Jason Bourne wrote:Gadianton Plumber

Another speculative idea I have toyed with is that Adam and Eve lived in the Garden of Eden and somehow it was protected and shut off from the rest of the world. The other humans at that time were not intelligent, may not have had spirits that were the children of God placed in them and the world may have gone on for a long time before Adam and Eve fell and were put out into the world. So they were the were the first flesh in the garden that was protected and then when they left they or their children may have mingled and married to the other humans and thus the off spring from such mixtures would have spirits from God in them.


There are problems with this one as well.
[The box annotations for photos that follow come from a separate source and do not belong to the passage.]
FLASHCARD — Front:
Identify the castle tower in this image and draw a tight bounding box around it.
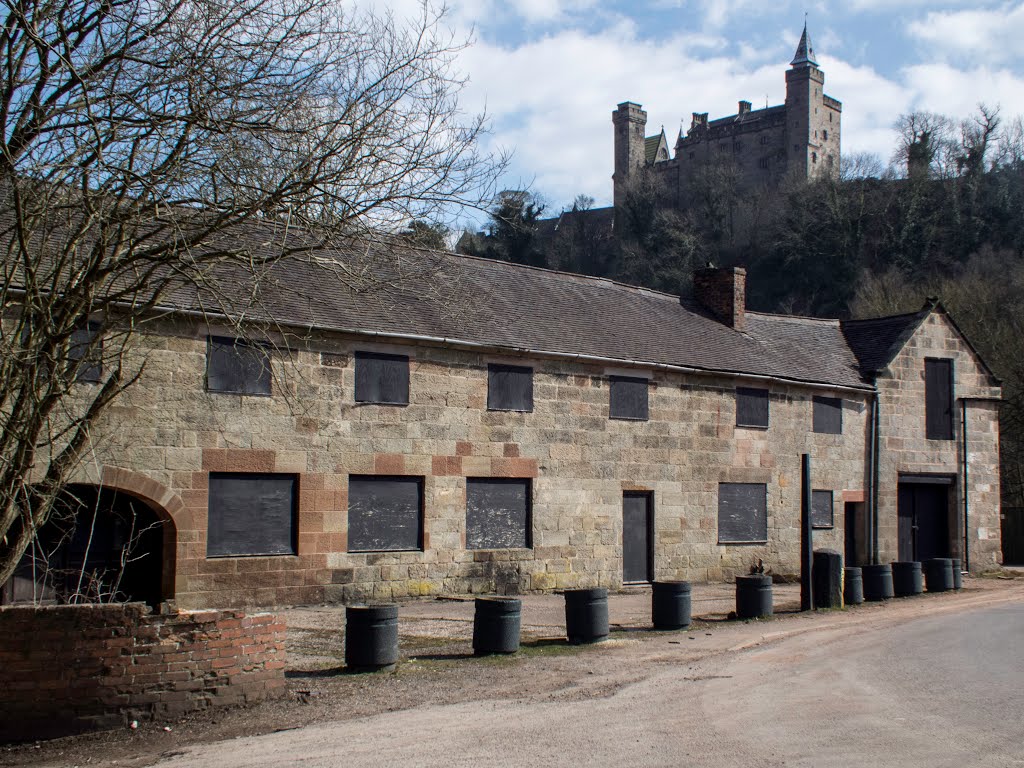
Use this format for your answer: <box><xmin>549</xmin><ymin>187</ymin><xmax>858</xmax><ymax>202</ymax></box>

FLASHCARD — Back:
<box><xmin>785</xmin><ymin>23</ymin><xmax>842</xmax><ymax>178</ymax></box>
<box><xmin>611</xmin><ymin>101</ymin><xmax>647</xmax><ymax>207</ymax></box>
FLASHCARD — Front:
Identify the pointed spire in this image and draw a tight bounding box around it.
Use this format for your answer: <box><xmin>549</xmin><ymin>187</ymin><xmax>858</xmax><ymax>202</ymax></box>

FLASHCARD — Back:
<box><xmin>790</xmin><ymin>18</ymin><xmax>818</xmax><ymax>67</ymax></box>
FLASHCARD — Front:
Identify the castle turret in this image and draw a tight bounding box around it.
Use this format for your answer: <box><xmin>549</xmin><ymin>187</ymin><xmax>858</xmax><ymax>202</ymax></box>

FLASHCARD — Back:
<box><xmin>611</xmin><ymin>101</ymin><xmax>647</xmax><ymax>206</ymax></box>
<box><xmin>785</xmin><ymin>23</ymin><xmax>842</xmax><ymax>178</ymax></box>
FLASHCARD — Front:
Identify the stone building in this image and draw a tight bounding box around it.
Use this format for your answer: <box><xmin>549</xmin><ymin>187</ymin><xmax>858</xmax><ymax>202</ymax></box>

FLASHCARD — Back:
<box><xmin>5</xmin><ymin>245</ymin><xmax>999</xmax><ymax>607</ymax></box>
<box><xmin>611</xmin><ymin>25</ymin><xmax>843</xmax><ymax>209</ymax></box>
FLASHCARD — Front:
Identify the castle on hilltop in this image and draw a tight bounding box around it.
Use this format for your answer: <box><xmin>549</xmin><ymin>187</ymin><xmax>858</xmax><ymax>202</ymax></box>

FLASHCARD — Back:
<box><xmin>611</xmin><ymin>24</ymin><xmax>843</xmax><ymax>209</ymax></box>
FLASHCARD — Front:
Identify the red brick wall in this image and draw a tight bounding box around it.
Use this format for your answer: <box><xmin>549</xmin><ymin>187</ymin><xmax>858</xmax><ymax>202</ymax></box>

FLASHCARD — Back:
<box><xmin>0</xmin><ymin>603</ymin><xmax>285</xmax><ymax>741</ymax></box>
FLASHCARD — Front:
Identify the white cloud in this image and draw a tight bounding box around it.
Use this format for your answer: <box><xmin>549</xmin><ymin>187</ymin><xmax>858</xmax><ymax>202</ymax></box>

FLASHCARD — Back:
<box><xmin>902</xmin><ymin>63</ymin><xmax>1024</xmax><ymax>118</ymax></box>
<box><xmin>908</xmin><ymin>4</ymin><xmax>1024</xmax><ymax>63</ymax></box>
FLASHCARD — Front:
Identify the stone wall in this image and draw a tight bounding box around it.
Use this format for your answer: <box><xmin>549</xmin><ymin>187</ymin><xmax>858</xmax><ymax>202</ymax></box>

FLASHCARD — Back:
<box><xmin>68</xmin><ymin>319</ymin><xmax>867</xmax><ymax>607</ymax></box>
<box><xmin>878</xmin><ymin>311</ymin><xmax>1000</xmax><ymax>570</ymax></box>
<box><xmin>0</xmin><ymin>603</ymin><xmax>285</xmax><ymax>741</ymax></box>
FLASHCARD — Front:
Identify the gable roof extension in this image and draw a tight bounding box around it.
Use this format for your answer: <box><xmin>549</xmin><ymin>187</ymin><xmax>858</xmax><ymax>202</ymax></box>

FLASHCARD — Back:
<box><xmin>843</xmin><ymin>309</ymin><xmax>934</xmax><ymax>376</ymax></box>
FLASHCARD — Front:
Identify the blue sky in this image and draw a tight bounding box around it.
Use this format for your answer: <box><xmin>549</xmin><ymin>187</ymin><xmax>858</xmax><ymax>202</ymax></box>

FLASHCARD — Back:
<box><xmin>384</xmin><ymin>0</ymin><xmax>1024</xmax><ymax>222</ymax></box>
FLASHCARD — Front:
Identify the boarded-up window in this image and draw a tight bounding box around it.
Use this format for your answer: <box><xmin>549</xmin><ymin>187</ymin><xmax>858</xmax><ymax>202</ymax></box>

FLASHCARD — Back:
<box><xmin>487</xmin><ymin>366</ymin><xmax>534</xmax><ymax>411</ymax></box>
<box><xmin>814</xmin><ymin>397</ymin><xmax>843</xmax><ymax>434</ymax></box>
<box><xmin>811</xmin><ymin>490</ymin><xmax>835</xmax><ymax>528</ymax></box>
<box><xmin>206</xmin><ymin>336</ymin><xmax>270</xmax><ymax>394</ymax></box>
<box><xmin>466</xmin><ymin>477</ymin><xmax>530</xmax><ymax>549</ymax></box>
<box><xmin>736</xmin><ymin>387</ymin><xmax>768</xmax><ymax>429</ymax></box>
<box><xmin>718</xmin><ymin>482</ymin><xmax>768</xmax><ymax>544</ymax></box>
<box><xmin>206</xmin><ymin>472</ymin><xmax>296</xmax><ymax>557</ymax></box>
<box><xmin>925</xmin><ymin>358</ymin><xmax>953</xmax><ymax>440</ymax></box>
<box><xmin>68</xmin><ymin>324</ymin><xmax>103</xmax><ymax>383</ymax></box>
<box><xmin>348</xmin><ymin>475</ymin><xmax>423</xmax><ymax>552</ymax></box>
<box><xmin>355</xmin><ymin>352</ymin><xmax>409</xmax><ymax>406</ymax></box>
<box><xmin>608</xmin><ymin>376</ymin><xmax>647</xmax><ymax>421</ymax></box>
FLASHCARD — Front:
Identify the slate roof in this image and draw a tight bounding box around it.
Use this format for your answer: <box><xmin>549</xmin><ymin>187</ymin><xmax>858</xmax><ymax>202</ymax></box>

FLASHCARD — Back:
<box><xmin>843</xmin><ymin>309</ymin><xmax>935</xmax><ymax>376</ymax></box>
<box><xmin>163</xmin><ymin>234</ymin><xmax>869</xmax><ymax>389</ymax></box>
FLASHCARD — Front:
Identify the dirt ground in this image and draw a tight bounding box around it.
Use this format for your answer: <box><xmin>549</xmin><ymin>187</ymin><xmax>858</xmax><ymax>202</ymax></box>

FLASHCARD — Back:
<box><xmin>0</xmin><ymin>579</ymin><xmax>1024</xmax><ymax>766</ymax></box>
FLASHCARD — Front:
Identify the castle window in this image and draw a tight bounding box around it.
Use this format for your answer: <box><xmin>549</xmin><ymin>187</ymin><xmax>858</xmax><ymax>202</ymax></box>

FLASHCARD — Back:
<box><xmin>206</xmin><ymin>336</ymin><xmax>270</xmax><ymax>395</ymax></box>
<box><xmin>355</xmin><ymin>352</ymin><xmax>409</xmax><ymax>406</ymax></box>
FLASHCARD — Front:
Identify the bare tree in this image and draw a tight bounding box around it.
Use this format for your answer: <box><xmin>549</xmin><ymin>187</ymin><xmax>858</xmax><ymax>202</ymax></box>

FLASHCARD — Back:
<box><xmin>0</xmin><ymin>0</ymin><xmax>502</xmax><ymax>584</ymax></box>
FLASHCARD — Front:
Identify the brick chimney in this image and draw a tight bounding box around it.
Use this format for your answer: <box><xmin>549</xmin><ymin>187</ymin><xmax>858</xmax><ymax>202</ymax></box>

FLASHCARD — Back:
<box><xmin>693</xmin><ymin>266</ymin><xmax>746</xmax><ymax>331</ymax></box>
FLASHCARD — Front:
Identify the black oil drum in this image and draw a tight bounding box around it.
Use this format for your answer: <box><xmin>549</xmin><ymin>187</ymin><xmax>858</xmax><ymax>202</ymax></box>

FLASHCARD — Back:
<box><xmin>893</xmin><ymin>560</ymin><xmax>925</xmax><ymax>597</ymax></box>
<box><xmin>650</xmin><ymin>582</ymin><xmax>690</xmax><ymax>630</ymax></box>
<box><xmin>736</xmin><ymin>573</ymin><xmax>773</xmax><ymax>618</ymax></box>
<box><xmin>345</xmin><ymin>605</ymin><xmax>398</xmax><ymax>672</ymax></box>
<box><xmin>949</xmin><ymin>557</ymin><xmax>964</xmax><ymax>590</ymax></box>
<box><xmin>473</xmin><ymin>597</ymin><xmax>522</xmax><ymax>656</ymax></box>
<box><xmin>924</xmin><ymin>557</ymin><xmax>953</xmax><ymax>592</ymax></box>
<box><xmin>843</xmin><ymin>565</ymin><xmax>864</xmax><ymax>605</ymax></box>
<box><xmin>860</xmin><ymin>563</ymin><xmax>895</xmax><ymax>601</ymax></box>
<box><xmin>565</xmin><ymin>588</ymin><xmax>608</xmax><ymax>645</ymax></box>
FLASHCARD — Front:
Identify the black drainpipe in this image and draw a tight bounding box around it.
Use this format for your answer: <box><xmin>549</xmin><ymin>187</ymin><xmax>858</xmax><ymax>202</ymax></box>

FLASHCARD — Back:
<box><xmin>867</xmin><ymin>391</ymin><xmax>880</xmax><ymax>565</ymax></box>
<box><xmin>961</xmin><ymin>397</ymin><xmax>971</xmax><ymax>571</ymax></box>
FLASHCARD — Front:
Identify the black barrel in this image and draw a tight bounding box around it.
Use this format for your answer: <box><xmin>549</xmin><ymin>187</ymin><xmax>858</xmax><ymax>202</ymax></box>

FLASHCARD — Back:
<box><xmin>893</xmin><ymin>560</ymin><xmax>925</xmax><ymax>597</ymax></box>
<box><xmin>650</xmin><ymin>582</ymin><xmax>690</xmax><ymax>630</ymax></box>
<box><xmin>811</xmin><ymin>549</ymin><xmax>843</xmax><ymax>608</ymax></box>
<box><xmin>923</xmin><ymin>557</ymin><xmax>953</xmax><ymax>592</ymax></box>
<box><xmin>949</xmin><ymin>557</ymin><xmax>964</xmax><ymax>590</ymax></box>
<box><xmin>473</xmin><ymin>597</ymin><xmax>522</xmax><ymax>656</ymax></box>
<box><xmin>345</xmin><ymin>605</ymin><xmax>398</xmax><ymax>672</ymax></box>
<box><xmin>860</xmin><ymin>563</ymin><xmax>895</xmax><ymax>601</ymax></box>
<box><xmin>843</xmin><ymin>565</ymin><xmax>864</xmax><ymax>605</ymax></box>
<box><xmin>565</xmin><ymin>588</ymin><xmax>608</xmax><ymax>645</ymax></box>
<box><xmin>736</xmin><ymin>573</ymin><xmax>772</xmax><ymax>618</ymax></box>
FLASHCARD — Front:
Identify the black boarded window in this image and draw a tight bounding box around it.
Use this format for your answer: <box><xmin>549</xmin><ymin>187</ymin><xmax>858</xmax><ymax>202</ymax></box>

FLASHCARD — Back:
<box><xmin>68</xmin><ymin>323</ymin><xmax>103</xmax><ymax>384</ymax></box>
<box><xmin>814</xmin><ymin>397</ymin><xmax>843</xmax><ymax>434</ymax></box>
<box><xmin>811</xmin><ymin>490</ymin><xmax>835</xmax><ymax>528</ymax></box>
<box><xmin>925</xmin><ymin>358</ymin><xmax>953</xmax><ymax>440</ymax></box>
<box><xmin>487</xmin><ymin>366</ymin><xmax>534</xmax><ymax>411</ymax></box>
<box><xmin>355</xmin><ymin>352</ymin><xmax>409</xmax><ymax>406</ymax></box>
<box><xmin>348</xmin><ymin>475</ymin><xmax>423</xmax><ymax>552</ymax></box>
<box><xmin>718</xmin><ymin>482</ymin><xmax>768</xmax><ymax>544</ymax></box>
<box><xmin>736</xmin><ymin>387</ymin><xmax>768</xmax><ymax>429</ymax></box>
<box><xmin>206</xmin><ymin>472</ymin><xmax>296</xmax><ymax>557</ymax></box>
<box><xmin>466</xmin><ymin>477</ymin><xmax>530</xmax><ymax>549</ymax></box>
<box><xmin>608</xmin><ymin>376</ymin><xmax>648</xmax><ymax>421</ymax></box>
<box><xmin>206</xmin><ymin>336</ymin><xmax>270</xmax><ymax>395</ymax></box>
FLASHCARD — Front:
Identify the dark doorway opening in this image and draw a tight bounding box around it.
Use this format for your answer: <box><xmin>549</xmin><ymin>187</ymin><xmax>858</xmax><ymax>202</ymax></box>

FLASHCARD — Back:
<box><xmin>843</xmin><ymin>502</ymin><xmax>867</xmax><ymax>565</ymax></box>
<box><xmin>0</xmin><ymin>485</ymin><xmax>167</xmax><ymax>606</ymax></box>
<box><xmin>897</xmin><ymin>475</ymin><xmax>952</xmax><ymax>561</ymax></box>
<box><xmin>623</xmin><ymin>490</ymin><xmax>654</xmax><ymax>584</ymax></box>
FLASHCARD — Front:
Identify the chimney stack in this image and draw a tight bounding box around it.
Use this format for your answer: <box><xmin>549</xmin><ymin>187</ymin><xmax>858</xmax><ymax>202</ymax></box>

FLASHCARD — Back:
<box><xmin>693</xmin><ymin>266</ymin><xmax>746</xmax><ymax>332</ymax></box>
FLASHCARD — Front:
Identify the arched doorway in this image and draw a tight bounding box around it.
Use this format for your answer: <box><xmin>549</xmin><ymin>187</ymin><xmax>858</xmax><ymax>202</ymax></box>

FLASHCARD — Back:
<box><xmin>3</xmin><ymin>484</ymin><xmax>174</xmax><ymax>606</ymax></box>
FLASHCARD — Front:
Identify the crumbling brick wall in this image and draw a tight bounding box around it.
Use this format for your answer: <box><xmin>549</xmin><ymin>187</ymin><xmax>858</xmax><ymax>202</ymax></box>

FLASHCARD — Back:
<box><xmin>0</xmin><ymin>603</ymin><xmax>285</xmax><ymax>741</ymax></box>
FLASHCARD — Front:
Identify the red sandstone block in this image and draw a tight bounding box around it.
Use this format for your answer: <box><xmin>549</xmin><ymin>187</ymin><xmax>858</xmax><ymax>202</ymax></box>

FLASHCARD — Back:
<box><xmin>374</xmin><ymin>454</ymin><xmax>406</xmax><ymax>475</ymax></box>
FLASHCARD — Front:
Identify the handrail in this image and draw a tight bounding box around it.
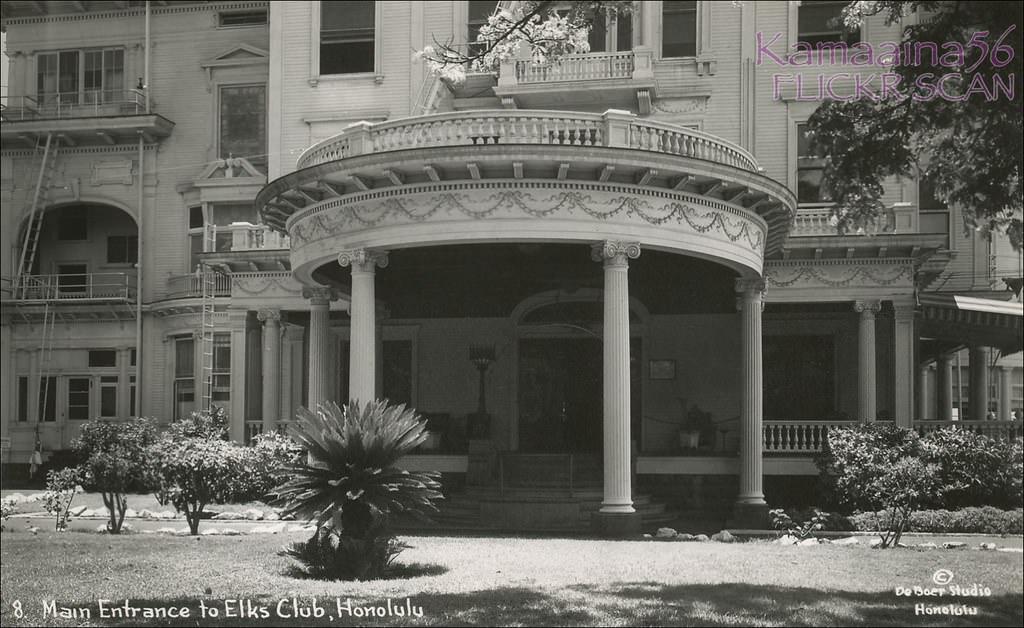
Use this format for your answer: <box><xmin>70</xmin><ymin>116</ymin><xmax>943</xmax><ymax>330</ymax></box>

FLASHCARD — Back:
<box><xmin>297</xmin><ymin>110</ymin><xmax>761</xmax><ymax>172</ymax></box>
<box><xmin>2</xmin><ymin>89</ymin><xmax>145</xmax><ymax>121</ymax></box>
<box><xmin>10</xmin><ymin>273</ymin><xmax>135</xmax><ymax>302</ymax></box>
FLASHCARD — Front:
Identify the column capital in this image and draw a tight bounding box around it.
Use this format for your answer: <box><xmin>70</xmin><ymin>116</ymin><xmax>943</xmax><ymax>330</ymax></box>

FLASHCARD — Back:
<box><xmin>853</xmin><ymin>300</ymin><xmax>882</xmax><ymax>318</ymax></box>
<box><xmin>590</xmin><ymin>240</ymin><xmax>640</xmax><ymax>267</ymax></box>
<box><xmin>256</xmin><ymin>308</ymin><xmax>281</xmax><ymax>323</ymax></box>
<box><xmin>302</xmin><ymin>286</ymin><xmax>338</xmax><ymax>305</ymax></box>
<box><xmin>338</xmin><ymin>249</ymin><xmax>388</xmax><ymax>273</ymax></box>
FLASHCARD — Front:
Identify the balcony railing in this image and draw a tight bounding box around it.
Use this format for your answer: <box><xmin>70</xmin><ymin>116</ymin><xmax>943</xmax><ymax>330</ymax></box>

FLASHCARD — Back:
<box><xmin>10</xmin><ymin>273</ymin><xmax>135</xmax><ymax>302</ymax></box>
<box><xmin>913</xmin><ymin>421</ymin><xmax>1024</xmax><ymax>441</ymax></box>
<box><xmin>762</xmin><ymin>421</ymin><xmax>857</xmax><ymax>454</ymax></box>
<box><xmin>0</xmin><ymin>89</ymin><xmax>146</xmax><ymax>122</ymax></box>
<box><xmin>224</xmin><ymin>222</ymin><xmax>290</xmax><ymax>251</ymax></box>
<box><xmin>297</xmin><ymin>110</ymin><xmax>760</xmax><ymax>172</ymax></box>
<box><xmin>167</xmin><ymin>273</ymin><xmax>231</xmax><ymax>299</ymax></box>
<box><xmin>790</xmin><ymin>203</ymin><xmax>919</xmax><ymax>237</ymax></box>
<box><xmin>515</xmin><ymin>50</ymin><xmax>634</xmax><ymax>85</ymax></box>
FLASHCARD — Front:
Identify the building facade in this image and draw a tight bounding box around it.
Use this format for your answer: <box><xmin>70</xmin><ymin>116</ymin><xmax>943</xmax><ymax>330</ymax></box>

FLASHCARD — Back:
<box><xmin>0</xmin><ymin>1</ymin><xmax>1022</xmax><ymax>528</ymax></box>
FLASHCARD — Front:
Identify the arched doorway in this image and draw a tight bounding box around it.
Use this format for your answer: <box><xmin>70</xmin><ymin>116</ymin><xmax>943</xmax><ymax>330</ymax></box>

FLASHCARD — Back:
<box><xmin>511</xmin><ymin>290</ymin><xmax>646</xmax><ymax>454</ymax></box>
High among them is the fact that you just made this ad hoc band-aid explanation up off the top of your head, in order to salvage some way the writings professed to be the Word of God can still be correct. The corollary to this is that your beliefs are so important to you that, when they turn out to be contradicted by abundant evidence, you are more willing to scramble around to find some way of salvaging them, than you are interested in actually finding truth.

If Adam and Even left that garden it would have been about 6000 years ago if the Bible is accurate and 6000 years ago there were other intelligent human civlizations on earth.

But I thought you might find this idea interesting.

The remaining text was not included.